Anyway, enough about my personal tribulations over the last two weeks. As long as I'm posting one of the few things I've felt deserved a "notifications" tag, and as long as I'm talking about why I haven't been posting all that much over the last few days weeks (practically), I might as well take a moment and say what I expect to happen here on my blog going forward.

If nothing else, "tomorrow" (he said, posting just before midnight) is a day of particular significance for people in the United States of America, and I'll probably have something to say about that. Other than that, my primary motivations seem to be losing some of their interest as of late. Looking at my tags and the number of posts each one has, while I do post some things about anime or gaming, the majority of posts express my personal opinions (which is what I seem to use the "personal" tag for, although perhaps a rethinking of that is in order) regarding either politics or feminist/progressive issues.

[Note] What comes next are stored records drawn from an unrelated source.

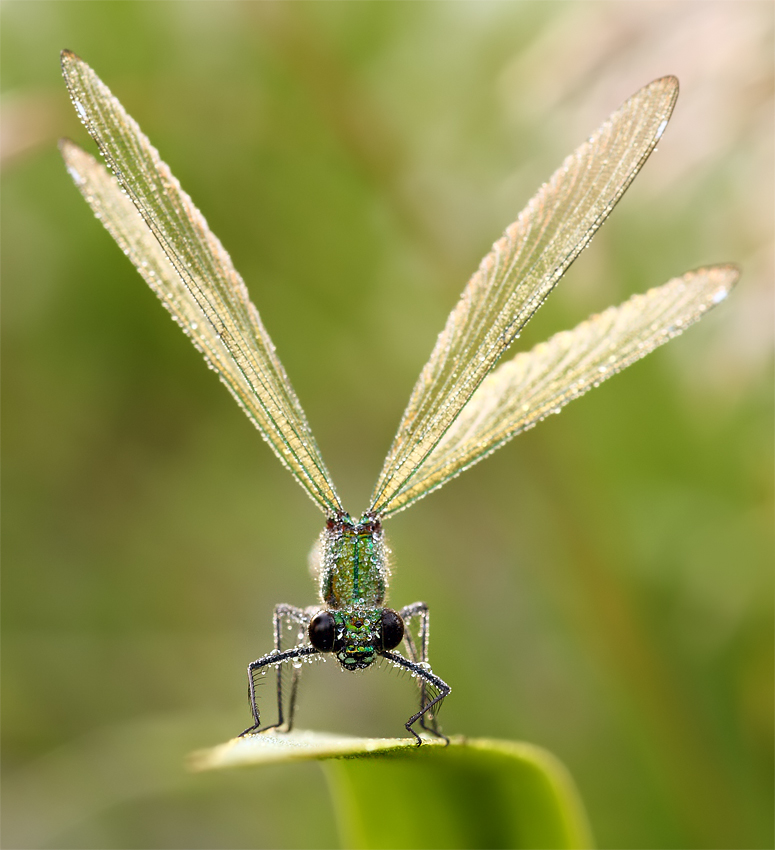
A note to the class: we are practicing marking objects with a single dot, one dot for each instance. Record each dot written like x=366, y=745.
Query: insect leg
x=422, y=671
x=288, y=616
x=418, y=652
x=284, y=614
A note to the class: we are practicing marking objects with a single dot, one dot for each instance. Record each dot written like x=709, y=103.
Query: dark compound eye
x=322, y=631
x=392, y=628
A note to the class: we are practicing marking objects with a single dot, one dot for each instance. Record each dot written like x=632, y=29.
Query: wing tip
x=721, y=278
x=68, y=57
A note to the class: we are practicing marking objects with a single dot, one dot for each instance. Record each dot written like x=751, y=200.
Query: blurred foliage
x=602, y=586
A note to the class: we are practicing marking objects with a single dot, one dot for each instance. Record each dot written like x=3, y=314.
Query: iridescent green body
x=350, y=561
x=462, y=407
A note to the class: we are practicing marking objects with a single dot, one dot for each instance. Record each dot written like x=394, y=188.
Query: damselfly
x=462, y=408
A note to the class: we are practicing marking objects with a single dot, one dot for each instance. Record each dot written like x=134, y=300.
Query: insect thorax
x=350, y=562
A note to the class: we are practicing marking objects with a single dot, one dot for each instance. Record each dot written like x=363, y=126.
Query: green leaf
x=387, y=792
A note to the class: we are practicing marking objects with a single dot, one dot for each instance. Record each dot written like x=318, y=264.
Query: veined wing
x=514, y=279
x=535, y=384
x=166, y=237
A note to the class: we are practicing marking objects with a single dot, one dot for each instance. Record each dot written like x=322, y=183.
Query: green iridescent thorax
x=351, y=564
x=350, y=561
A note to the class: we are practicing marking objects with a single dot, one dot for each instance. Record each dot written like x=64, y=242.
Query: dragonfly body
x=462, y=407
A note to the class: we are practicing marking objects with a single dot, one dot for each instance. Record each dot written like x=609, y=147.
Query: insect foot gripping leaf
x=462, y=407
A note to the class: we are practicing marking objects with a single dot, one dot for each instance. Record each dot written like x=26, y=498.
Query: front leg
x=428, y=679
x=277, y=658
x=285, y=617
x=417, y=649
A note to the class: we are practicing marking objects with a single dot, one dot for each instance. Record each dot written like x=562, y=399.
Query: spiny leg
x=418, y=652
x=423, y=671
x=274, y=658
x=283, y=615
x=288, y=615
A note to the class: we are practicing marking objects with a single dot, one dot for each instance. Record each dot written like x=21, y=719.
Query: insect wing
x=535, y=384
x=514, y=279
x=166, y=237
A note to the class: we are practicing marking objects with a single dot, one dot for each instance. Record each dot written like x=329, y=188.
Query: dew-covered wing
x=517, y=275
x=534, y=384
x=166, y=237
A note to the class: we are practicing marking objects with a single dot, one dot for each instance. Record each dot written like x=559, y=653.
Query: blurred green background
x=601, y=587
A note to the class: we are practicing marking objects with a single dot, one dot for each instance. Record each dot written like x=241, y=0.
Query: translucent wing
x=166, y=237
x=534, y=384
x=516, y=276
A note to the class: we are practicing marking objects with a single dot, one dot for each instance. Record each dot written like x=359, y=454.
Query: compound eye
x=392, y=628
x=322, y=631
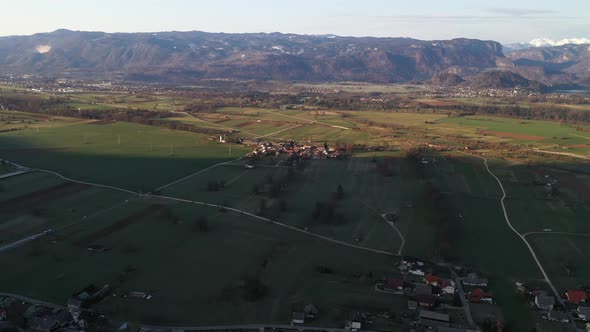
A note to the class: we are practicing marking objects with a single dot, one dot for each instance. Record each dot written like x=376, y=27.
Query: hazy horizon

I'll still do that, although I've kind of missed the chance for punditry on the recent Supreme Court decisions. Not the only thing to talk about, but one of the biggest recent events in political news - and, to some extent, in progressive news as well. However, I did just get back from Japan, and as I said I plan to say a few things about that trip. Plus, I came back with all sorts of fun things which can be translated, discussed, what have you. So I'd kind of like to have a few more things of that nature happening here.

In specific, there's one particular project I can think of that pretty much throws in all of these elements. When talking about PAX East earlier, I used a visual novel called Kanon as an example of a problematic game, although only in passing as something that could use further analysis. Well, thanks mostly to my brother's generosity, I have in my possession a copy of the Japanese light novel following one of the five storylines tied up in the game; essentially the novel version of part of the game itself. What I'd like to do with that is read it and liveblog it, examining the story from a feminist perspective and translating some of the important scenes.

That's my project for the near future - the book has six chapters, and if I get through one a week, call it a month and a half. (It'll probably take longer than that, but given that I already sort of know the story's general outline, I might as well set the bar high.) And as I've already implied, I expect there to be other things along for the ride, whether I keep translating songs, add some games to that backlog, finish some of my fanfiction works, chat about developments in the political sphere... and ideally, somewhere along the line, I find myself some form of gainful employment, now that I've just graduated from college and all.

To what regular readers I have (and I'm pretty sure that's "not too many"), thank you for still checking my blog in light of my frankly pathetic update schedule. For people new to the blog (and the majority of those are courtesy of either Shakesville or the timeline of the entire Penny Arcade debacle), I hope you stick around, and I welcome any (constructive) comments you all have to make.

And to one and all, thank you for taking any time at all out of your day to bother with anything I have to say here. I really do appreciate it, and I'm going to try and do better about putting things up here that are worth your time and attention.